The painful disease is called MDMHB, or metaphyseal dysplasia with maxillary hypoplasia and brachydactyly.

A team at the Shriners Hospital isolated a gene linked to the disease.

"Patients often have yellow teeth and brittle and crushed vertebrae, which can cause a lot of pain," team leader Dr. Frank Rauch said.

His team began looking into the disease in 2003 when one of his patients complained of back pain.

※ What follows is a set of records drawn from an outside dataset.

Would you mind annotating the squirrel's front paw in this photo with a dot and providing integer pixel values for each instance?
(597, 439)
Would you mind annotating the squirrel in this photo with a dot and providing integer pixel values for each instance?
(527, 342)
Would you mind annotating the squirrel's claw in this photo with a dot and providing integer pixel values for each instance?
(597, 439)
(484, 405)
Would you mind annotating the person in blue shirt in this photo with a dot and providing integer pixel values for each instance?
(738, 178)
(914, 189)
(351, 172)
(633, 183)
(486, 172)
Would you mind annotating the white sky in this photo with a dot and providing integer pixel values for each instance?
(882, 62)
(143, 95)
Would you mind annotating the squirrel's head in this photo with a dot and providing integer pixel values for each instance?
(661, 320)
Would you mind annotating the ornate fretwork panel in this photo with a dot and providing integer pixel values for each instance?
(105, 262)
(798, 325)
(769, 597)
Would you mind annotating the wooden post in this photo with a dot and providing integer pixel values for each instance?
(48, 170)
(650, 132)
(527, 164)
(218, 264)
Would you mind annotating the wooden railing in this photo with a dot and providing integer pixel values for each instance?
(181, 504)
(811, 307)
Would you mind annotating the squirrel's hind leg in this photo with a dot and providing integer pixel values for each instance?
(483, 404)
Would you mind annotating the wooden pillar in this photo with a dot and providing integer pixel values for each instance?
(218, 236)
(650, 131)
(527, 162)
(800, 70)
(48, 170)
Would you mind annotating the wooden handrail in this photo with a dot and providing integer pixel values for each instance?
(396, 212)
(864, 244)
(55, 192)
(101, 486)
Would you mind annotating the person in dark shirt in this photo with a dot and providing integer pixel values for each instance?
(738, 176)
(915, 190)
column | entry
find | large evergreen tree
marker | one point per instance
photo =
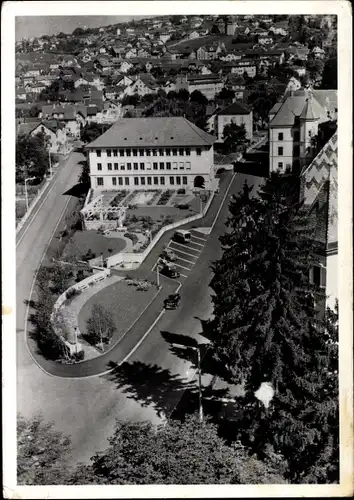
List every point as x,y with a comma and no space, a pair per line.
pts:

He examined the patient's family, only to find that three other teenagers and two adults suffered the same symptoms.

Suspecting that he was dealing with a genetic disease, Rauch and a team in Toronto ran DNA tests and isolated the RUNX2 gene in all of the family members.

A defect in the gene was causing more of the RUNX2 protein to build up inside the patients' cells.

The findings appear in the latest issue of The American Journal of Human Genetics.

The Shriners team says its research might someday lead to a cure.

For now Rauch is asking people who believe they are suffering from MDMHB to come to the Shriners to undergo a genetic test.

Once diagnosed, doctors can begin a bone-building treatment that's already used on people with osteoporosis.

Researchers also advise parents who think their children might have MDMHB to get them tested as soon as possible.